Once she’s got her shoes on, I lead her downstairs and into the pleasant evening. The first of many.

FIFTY-TWO

MEREDITH

I finish wiping off the large wooden table Calder’s grandfather made for Julia. Now it’s ours, placed in the kitchen where it should be, and hopefully, another generation will get to share meals around it.

The front door crashes open. “Meredith!”

I jump at the urgency in Calder’s voice. I barrel into him at the entry to the kitchen. A gasp bursts out of me at what’s in his hands.

I grab Holly’s camera as he holds it out to me. It’s warm, like it’s been sitting in the sun for days. At this point, it’s been weeks. Calder moved in two weeks ago, and it’s been more than two months since the accident.

“Where did you find it?”

“Next to the shop. Sitting beside some old scrap metal.” He looms next to me, inspecting the camera as I do.

I frown at the cracked lens. It looks rough, like it got tossed out the car and clattered on the pavement. “You think she set it down and forgot about it before they went driving?”

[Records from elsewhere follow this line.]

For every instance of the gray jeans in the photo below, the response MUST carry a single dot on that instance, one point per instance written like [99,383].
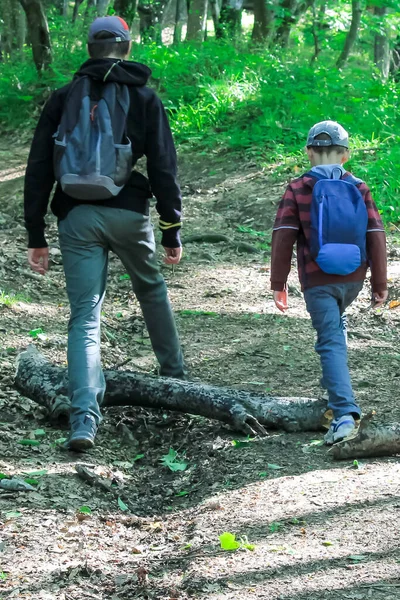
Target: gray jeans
[326,305]
[86,236]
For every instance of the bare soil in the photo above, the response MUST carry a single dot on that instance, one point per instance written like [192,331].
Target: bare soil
[321,530]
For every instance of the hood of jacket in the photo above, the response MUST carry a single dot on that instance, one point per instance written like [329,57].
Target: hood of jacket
[115,70]
[335,171]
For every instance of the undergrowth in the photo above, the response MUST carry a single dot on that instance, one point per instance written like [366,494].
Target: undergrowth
[256,104]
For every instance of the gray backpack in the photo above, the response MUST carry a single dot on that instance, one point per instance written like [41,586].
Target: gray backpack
[92,154]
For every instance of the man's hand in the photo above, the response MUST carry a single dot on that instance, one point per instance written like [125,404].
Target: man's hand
[281,300]
[379,298]
[38,259]
[173,256]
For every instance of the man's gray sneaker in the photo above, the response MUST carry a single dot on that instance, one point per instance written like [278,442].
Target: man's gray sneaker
[82,435]
[340,429]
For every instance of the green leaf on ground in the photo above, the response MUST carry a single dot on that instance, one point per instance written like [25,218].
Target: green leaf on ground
[29,442]
[13,514]
[35,332]
[39,432]
[122,505]
[137,457]
[228,541]
[171,461]
[85,510]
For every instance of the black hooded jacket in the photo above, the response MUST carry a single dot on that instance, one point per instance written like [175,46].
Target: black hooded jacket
[150,134]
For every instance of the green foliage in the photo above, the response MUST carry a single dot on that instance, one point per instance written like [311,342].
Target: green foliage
[85,510]
[172,461]
[8,298]
[229,542]
[256,103]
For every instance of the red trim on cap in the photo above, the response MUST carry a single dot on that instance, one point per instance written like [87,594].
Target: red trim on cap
[124,23]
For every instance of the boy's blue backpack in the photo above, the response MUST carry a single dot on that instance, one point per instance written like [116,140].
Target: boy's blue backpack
[92,154]
[339,222]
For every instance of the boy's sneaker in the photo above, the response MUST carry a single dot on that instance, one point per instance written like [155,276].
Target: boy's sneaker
[340,429]
[82,435]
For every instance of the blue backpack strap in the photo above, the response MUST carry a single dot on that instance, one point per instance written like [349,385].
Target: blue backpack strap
[349,179]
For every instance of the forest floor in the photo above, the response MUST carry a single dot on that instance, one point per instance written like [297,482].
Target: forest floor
[321,529]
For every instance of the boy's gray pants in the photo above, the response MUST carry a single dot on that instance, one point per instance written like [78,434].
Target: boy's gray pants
[86,236]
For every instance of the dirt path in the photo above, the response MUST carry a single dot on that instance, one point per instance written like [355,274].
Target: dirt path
[321,530]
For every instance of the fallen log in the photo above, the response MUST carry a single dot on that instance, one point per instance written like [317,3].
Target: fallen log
[372,439]
[250,413]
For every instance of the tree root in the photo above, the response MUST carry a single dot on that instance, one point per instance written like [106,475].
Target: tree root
[250,413]
[371,440]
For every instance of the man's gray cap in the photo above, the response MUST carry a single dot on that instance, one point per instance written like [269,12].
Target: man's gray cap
[114,25]
[337,134]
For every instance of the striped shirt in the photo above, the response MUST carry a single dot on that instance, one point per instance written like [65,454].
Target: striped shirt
[293,224]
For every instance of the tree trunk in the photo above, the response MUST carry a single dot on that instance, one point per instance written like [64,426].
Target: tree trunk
[215,9]
[381,43]
[197,18]
[249,413]
[263,21]
[126,9]
[76,10]
[230,19]
[178,22]
[150,21]
[352,34]
[288,19]
[14,27]
[318,17]
[38,33]
[395,59]
[371,440]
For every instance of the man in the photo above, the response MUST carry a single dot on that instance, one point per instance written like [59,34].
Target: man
[89,229]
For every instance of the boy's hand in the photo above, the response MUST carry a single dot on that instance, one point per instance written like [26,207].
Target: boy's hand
[38,259]
[281,300]
[379,298]
[173,256]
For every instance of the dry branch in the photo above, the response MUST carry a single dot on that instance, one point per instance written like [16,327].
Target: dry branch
[244,411]
[371,440]
[216,238]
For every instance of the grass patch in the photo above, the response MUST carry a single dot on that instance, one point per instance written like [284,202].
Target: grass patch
[8,298]
[256,104]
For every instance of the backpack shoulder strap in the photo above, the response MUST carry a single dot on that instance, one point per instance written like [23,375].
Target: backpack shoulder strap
[351,179]
[117,99]
[80,88]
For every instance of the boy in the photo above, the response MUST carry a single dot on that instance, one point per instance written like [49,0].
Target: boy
[331,274]
[89,228]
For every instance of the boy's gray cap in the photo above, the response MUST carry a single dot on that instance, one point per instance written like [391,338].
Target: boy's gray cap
[338,135]
[114,25]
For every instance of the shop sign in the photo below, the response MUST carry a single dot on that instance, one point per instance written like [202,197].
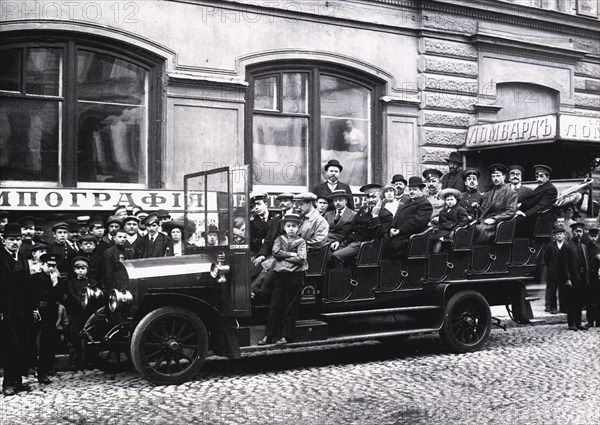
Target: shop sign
[579,128]
[512,132]
[38,199]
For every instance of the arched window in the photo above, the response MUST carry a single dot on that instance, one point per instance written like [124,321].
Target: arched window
[76,112]
[301,116]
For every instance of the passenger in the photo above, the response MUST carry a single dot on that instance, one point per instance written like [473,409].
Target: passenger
[400,183]
[453,179]
[365,226]
[333,169]
[593,308]
[497,204]
[411,218]
[451,217]
[290,268]
[537,201]
[313,227]
[389,206]
[261,221]
[154,244]
[471,197]
[340,219]
[432,178]
[515,178]
[577,271]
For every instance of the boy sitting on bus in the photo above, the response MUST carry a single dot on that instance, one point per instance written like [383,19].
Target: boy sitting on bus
[289,251]
[450,217]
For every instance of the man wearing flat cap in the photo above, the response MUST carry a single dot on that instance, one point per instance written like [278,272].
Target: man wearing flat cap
[471,197]
[497,204]
[537,201]
[261,221]
[333,169]
[400,183]
[365,226]
[410,218]
[15,316]
[340,219]
[577,271]
[155,243]
[453,178]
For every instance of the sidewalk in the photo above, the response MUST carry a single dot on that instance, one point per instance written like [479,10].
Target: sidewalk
[540,316]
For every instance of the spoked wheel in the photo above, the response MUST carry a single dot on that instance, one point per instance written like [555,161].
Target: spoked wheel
[467,322]
[169,345]
[109,356]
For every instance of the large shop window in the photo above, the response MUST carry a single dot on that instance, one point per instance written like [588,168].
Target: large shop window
[302,117]
[73,114]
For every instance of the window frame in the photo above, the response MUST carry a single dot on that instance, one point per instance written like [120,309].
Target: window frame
[68,118]
[314,71]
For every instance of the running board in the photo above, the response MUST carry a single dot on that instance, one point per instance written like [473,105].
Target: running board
[338,340]
[380,312]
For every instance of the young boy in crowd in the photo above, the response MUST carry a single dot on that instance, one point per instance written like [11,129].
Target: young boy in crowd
[77,315]
[451,216]
[289,251]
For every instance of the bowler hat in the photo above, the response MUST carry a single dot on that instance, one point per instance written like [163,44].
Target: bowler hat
[544,168]
[450,191]
[432,172]
[27,221]
[12,229]
[470,171]
[398,178]
[333,163]
[416,181]
[61,225]
[497,167]
[455,157]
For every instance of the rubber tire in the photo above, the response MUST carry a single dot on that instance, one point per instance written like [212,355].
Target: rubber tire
[456,302]
[99,328]
[141,332]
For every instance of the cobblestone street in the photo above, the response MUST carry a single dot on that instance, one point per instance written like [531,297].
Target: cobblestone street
[527,375]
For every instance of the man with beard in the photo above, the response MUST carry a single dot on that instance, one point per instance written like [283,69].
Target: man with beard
[453,179]
[471,196]
[577,270]
[497,204]
[333,169]
[410,218]
[515,178]
[27,235]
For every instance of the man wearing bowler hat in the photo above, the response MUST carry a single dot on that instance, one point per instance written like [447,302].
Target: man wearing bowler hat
[400,183]
[537,201]
[453,179]
[497,204]
[14,316]
[410,218]
[333,169]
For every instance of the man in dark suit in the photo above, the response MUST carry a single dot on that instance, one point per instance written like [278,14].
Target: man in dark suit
[453,179]
[340,219]
[515,178]
[14,315]
[577,270]
[497,204]
[155,243]
[333,169]
[535,202]
[365,226]
[410,218]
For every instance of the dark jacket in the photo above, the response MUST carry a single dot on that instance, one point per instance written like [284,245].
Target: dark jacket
[159,248]
[342,227]
[322,190]
[539,199]
[499,203]
[412,217]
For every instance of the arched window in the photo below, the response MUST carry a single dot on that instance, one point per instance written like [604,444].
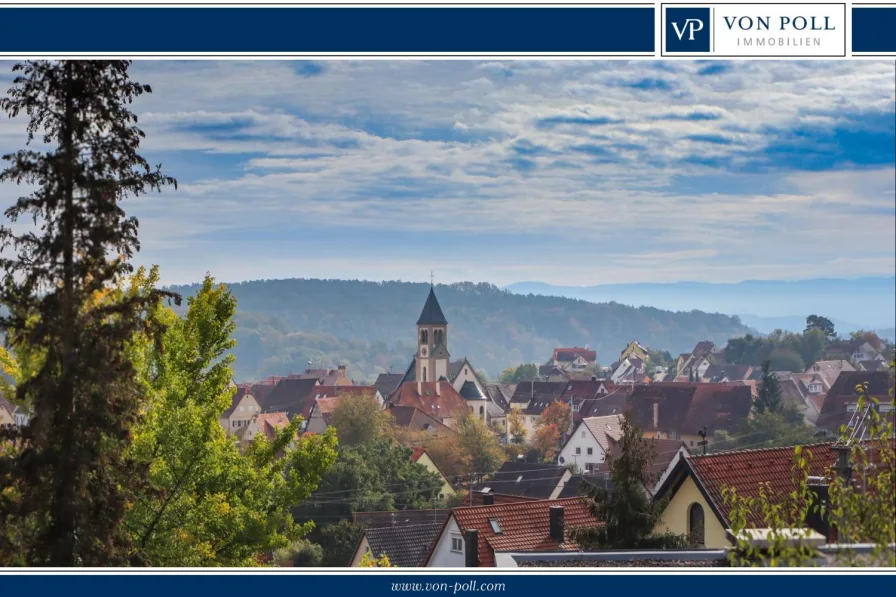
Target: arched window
[696,529]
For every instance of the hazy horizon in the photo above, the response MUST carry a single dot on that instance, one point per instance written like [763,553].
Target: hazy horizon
[567,173]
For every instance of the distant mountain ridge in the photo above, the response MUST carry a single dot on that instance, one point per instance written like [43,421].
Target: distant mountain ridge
[868,303]
[371,326]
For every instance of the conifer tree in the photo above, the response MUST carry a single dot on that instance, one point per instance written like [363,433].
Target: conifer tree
[66,488]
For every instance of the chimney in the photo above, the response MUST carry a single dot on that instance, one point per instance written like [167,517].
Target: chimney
[818,520]
[557,524]
[471,548]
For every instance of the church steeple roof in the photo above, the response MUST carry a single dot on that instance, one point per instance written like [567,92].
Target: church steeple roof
[432,312]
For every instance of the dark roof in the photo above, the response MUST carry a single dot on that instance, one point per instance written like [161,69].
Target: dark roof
[687,407]
[525,526]
[526,479]
[432,312]
[375,520]
[436,398]
[716,373]
[574,485]
[241,391]
[471,391]
[292,396]
[387,383]
[415,419]
[747,470]
[873,365]
[835,409]
[538,394]
[497,396]
[404,545]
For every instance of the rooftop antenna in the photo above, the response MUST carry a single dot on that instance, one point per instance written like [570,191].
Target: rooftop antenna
[702,442]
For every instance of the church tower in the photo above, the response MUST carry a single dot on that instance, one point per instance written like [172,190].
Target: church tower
[432,341]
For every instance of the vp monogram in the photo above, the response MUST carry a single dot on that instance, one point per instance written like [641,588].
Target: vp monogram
[691,26]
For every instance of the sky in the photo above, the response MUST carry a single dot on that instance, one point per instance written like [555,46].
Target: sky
[570,173]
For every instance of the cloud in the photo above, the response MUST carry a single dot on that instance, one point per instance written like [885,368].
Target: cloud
[570,172]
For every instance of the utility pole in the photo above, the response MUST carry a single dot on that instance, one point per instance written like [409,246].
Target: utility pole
[702,442]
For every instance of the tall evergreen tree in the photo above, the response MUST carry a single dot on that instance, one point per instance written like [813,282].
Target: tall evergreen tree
[769,398]
[70,483]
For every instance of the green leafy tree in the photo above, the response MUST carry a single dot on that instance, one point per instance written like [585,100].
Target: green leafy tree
[817,322]
[68,490]
[769,395]
[479,445]
[359,419]
[300,554]
[209,504]
[629,513]
[861,506]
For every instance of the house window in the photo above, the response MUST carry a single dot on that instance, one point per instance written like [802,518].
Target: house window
[457,544]
[696,523]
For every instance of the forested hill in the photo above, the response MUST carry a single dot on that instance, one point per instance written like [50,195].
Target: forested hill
[371,326]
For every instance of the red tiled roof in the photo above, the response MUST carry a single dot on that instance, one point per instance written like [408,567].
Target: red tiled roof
[525,526]
[569,354]
[745,470]
[835,408]
[446,403]
[687,407]
[270,422]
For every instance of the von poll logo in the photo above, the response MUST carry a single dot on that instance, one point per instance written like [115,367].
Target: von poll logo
[687,29]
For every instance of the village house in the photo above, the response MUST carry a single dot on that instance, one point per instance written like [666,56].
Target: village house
[327,399]
[590,442]
[421,457]
[531,398]
[326,377]
[243,408]
[406,546]
[266,424]
[432,363]
[527,480]
[693,489]
[842,400]
[574,359]
[681,410]
[472,536]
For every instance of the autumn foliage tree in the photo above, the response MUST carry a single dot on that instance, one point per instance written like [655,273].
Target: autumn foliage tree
[68,490]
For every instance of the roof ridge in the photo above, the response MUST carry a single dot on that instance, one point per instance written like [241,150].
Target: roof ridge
[750,450]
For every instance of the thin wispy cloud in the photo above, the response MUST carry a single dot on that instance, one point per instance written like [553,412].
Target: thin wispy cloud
[566,172]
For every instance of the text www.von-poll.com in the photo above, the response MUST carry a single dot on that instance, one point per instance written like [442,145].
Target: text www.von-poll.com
[470,586]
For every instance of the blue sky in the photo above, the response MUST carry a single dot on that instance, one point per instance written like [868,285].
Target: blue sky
[572,173]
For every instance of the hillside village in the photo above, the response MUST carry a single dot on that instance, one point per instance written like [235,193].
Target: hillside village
[554,435]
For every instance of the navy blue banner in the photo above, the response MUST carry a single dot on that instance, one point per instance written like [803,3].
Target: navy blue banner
[413,30]
[376,583]
[874,29]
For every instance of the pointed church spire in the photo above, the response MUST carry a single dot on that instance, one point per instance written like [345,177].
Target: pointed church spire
[432,312]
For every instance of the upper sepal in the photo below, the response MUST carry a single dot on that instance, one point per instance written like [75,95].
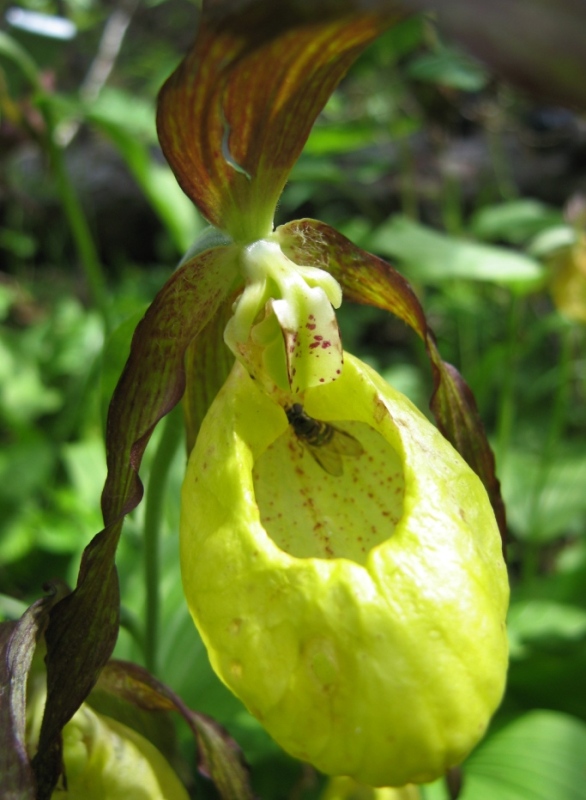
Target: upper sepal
[234,116]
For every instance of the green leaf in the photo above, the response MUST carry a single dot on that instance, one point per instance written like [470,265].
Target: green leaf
[537,45]
[433,257]
[514,221]
[84,626]
[448,67]
[11,49]
[174,209]
[364,278]
[546,501]
[546,625]
[539,756]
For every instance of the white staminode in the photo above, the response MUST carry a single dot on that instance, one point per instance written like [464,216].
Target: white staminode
[284,325]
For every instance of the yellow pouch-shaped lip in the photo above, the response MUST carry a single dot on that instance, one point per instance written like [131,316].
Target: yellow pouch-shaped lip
[360,617]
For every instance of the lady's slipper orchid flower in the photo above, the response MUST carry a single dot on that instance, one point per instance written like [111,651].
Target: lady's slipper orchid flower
[359,616]
[356,609]
[106,760]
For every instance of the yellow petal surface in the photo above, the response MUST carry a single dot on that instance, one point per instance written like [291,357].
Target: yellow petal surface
[360,616]
[105,760]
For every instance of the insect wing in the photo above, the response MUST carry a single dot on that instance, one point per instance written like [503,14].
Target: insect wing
[345,444]
[327,458]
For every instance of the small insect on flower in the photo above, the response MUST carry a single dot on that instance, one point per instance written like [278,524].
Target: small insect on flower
[325,443]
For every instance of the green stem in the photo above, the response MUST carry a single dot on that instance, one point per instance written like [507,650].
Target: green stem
[506,412]
[555,432]
[157,485]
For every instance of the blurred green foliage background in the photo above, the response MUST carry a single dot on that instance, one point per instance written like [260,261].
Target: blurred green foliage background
[474,191]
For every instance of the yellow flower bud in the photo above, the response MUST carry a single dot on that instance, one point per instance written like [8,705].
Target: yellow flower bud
[353,597]
[106,760]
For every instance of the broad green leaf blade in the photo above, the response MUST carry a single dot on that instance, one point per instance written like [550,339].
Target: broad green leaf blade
[235,115]
[84,626]
[545,625]
[514,221]
[220,758]
[158,184]
[539,756]
[433,257]
[17,646]
[367,279]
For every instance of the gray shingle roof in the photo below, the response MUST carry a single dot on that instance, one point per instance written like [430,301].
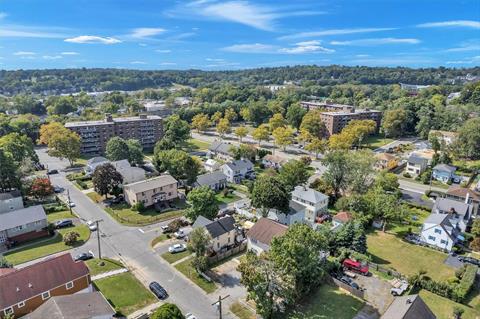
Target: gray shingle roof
[22,216]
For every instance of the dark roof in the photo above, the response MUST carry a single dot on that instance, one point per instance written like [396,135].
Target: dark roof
[265,230]
[77,306]
[10,195]
[408,307]
[221,226]
[32,280]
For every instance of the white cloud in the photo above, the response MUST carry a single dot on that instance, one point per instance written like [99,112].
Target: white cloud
[52,57]
[453,23]
[93,39]
[378,41]
[24,53]
[322,33]
[146,32]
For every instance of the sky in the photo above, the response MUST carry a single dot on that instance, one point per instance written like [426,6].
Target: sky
[237,34]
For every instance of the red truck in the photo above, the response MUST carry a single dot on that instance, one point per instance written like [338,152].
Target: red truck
[355,266]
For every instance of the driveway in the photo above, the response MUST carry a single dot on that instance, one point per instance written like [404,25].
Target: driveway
[377,291]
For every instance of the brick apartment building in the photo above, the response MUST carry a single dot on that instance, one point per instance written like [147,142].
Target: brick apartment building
[148,129]
[25,289]
[336,121]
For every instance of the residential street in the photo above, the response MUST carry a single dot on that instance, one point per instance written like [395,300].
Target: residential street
[132,246]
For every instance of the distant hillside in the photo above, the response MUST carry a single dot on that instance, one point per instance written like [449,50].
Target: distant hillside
[58,81]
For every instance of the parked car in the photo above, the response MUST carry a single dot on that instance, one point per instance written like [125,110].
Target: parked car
[177,248]
[84,256]
[355,266]
[92,225]
[349,282]
[469,260]
[158,290]
[63,223]
[179,234]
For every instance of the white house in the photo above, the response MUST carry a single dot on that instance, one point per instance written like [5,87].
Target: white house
[237,170]
[437,230]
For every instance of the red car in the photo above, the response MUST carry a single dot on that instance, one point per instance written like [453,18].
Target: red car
[355,266]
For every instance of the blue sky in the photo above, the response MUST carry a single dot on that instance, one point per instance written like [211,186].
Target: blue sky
[237,34]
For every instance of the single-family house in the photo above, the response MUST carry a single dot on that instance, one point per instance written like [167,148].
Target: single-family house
[238,170]
[211,165]
[273,161]
[437,230]
[385,161]
[458,212]
[10,201]
[93,163]
[90,305]
[466,195]
[23,224]
[416,164]
[215,180]
[25,289]
[222,232]
[408,307]
[262,233]
[444,173]
[340,219]
[129,173]
[159,189]
[221,150]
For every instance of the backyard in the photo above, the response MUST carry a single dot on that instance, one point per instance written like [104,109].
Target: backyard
[125,293]
[408,259]
[327,302]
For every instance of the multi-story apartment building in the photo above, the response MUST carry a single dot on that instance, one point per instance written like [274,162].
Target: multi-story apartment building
[336,121]
[95,134]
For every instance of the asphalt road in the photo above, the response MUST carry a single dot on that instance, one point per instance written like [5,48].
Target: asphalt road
[132,246]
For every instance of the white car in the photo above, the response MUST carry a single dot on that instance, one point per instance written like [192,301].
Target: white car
[177,248]
[92,225]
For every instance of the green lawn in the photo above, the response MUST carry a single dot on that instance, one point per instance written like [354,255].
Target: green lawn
[171,258]
[50,246]
[125,215]
[186,268]
[109,265]
[222,199]
[443,307]
[389,250]
[64,214]
[241,311]
[327,302]
[125,293]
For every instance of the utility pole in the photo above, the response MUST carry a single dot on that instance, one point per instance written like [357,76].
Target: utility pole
[219,304]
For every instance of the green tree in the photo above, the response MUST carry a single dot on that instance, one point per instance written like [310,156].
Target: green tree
[106,179]
[270,193]
[117,149]
[293,173]
[202,202]
[167,311]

“I don’t know how else it would’ve gotten there.”

No saying how long.

I try to turn it on, but nothing happens. I open the SD card slot. “That’s weird. It’s empty.”

“Could be why she forgot it?”

I shrug. I have Holly’s camera, like I wanted, and in a way, it feels like I have a piece of her back. Calder and I finally packed away hers and Ransom’s belongings, donating what we didn’t keep, and what his brothers, Sawyer, or Carlos didn’t want. Now I have the camera, but the pictures were what I wanted. I wanted to see the last of what she was shooting.

“I’m glad you found it.”

“Me too.” He drops a kiss into my hair and hugs me close, like he senses my disappointment.